Add some great herbed flavour to your classic potato salad by adding pesto! Ontario Potato Pesto salad is a great side dish for an outdoor dinner!
- 1-1/2 lbs (750 g) Ontario small potatoes
- 1/3 cup (80 mL) olive oil, divided
- Salt and pepper
- 1 clove garlic, minced
- 2 tbsp (30 mL) lightly toasted slivered almonds
- 2 tbsp (30 mL) fresh lemon juice
- 1 cup (250 mL) packed fresh Ontario basil leaves (stems removed)
- ½ cup (125 mL) freshly grated Parmesan cheese
- 1 cup (250 mL) Ontario grape or small cherry tomatoes , halved
- Preheat barbecue over medium heat.
- Scrub potatoes and dry well. In a bowl, toss potatoes with 1 tbsp (15 mL) olive oil, a pinch of salt and pepper.
- Place potatoes in a grill basket and cook on barbecue until potatoes are tender when pierced with a knife, 20 to 25 minutes (time will depend on size of potatoes) and nicely roasted. If you don’t have a grill basket, thread potatoes on metal skewers and turn occasionally to brown on all sides. Stir occasionally.
- Meanwhile, make pesto: In food processor combine garlic, almonds, lemon juice, basil and remaining olive oil; process until almost smooth. Add cheese and process until smooth. Set aside.

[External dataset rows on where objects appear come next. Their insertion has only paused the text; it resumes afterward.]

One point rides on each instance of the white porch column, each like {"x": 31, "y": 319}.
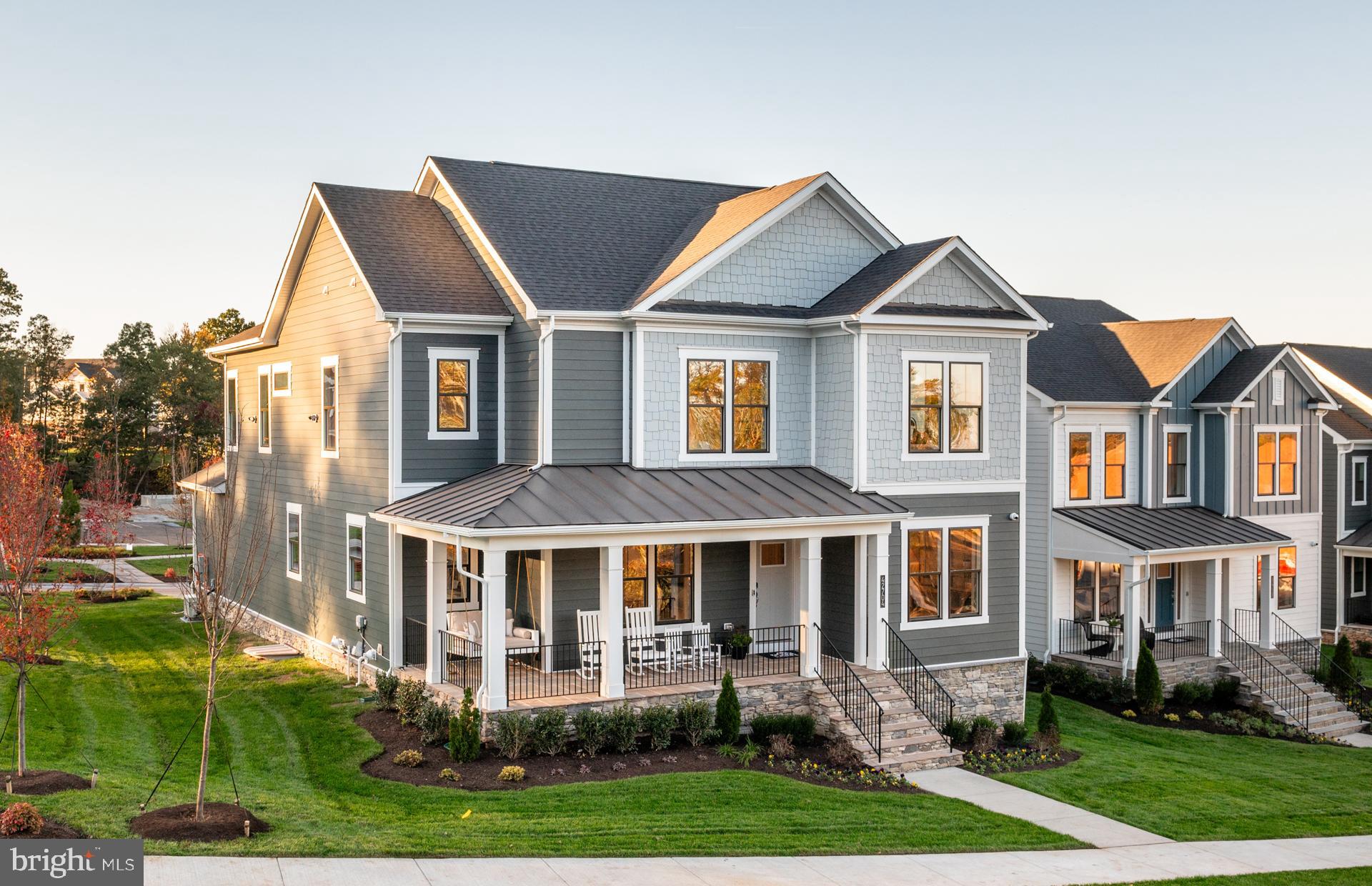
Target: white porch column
{"x": 1213, "y": 602}
{"x": 1132, "y": 611}
{"x": 612, "y": 622}
{"x": 810, "y": 607}
{"x": 878, "y": 564}
{"x": 493, "y": 634}
{"x": 1267, "y": 598}
{"x": 435, "y": 587}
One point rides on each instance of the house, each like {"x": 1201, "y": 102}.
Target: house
{"x": 567, "y": 438}
{"x": 1175, "y": 502}
{"x": 1346, "y": 444}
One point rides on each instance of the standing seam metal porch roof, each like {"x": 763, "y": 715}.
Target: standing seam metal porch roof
{"x": 1170, "y": 528}
{"x": 563, "y": 495}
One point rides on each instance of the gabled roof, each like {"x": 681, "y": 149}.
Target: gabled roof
{"x": 512, "y": 497}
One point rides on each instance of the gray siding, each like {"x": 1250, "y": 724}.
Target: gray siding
{"x": 343, "y": 324}
{"x": 1294, "y": 412}
{"x": 1000, "y": 637}
{"x": 587, "y": 397}
{"x": 444, "y": 461}
{"x": 723, "y": 584}
{"x": 836, "y": 593}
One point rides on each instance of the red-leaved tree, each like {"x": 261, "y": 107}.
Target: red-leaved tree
{"x": 31, "y": 617}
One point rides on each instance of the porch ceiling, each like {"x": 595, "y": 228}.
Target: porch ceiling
{"x": 514, "y": 497}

- Cut potatoes in half or quarters (depending on size) and place in large bowl. Add tomatoes and pesto, toss gently but thoroughly. Season to taste with salt and pepper. Serve warm.
- If making ahead, bring to room temperature before serving.
Nutrients per serving: 412 calories, 25 g total fat, 504 mg sodium, 39 g carbohydrates, 5 g fibre, 11 g protein. Excellent source of folate, vitamin C and magnesium. Good source of calcium and zinc.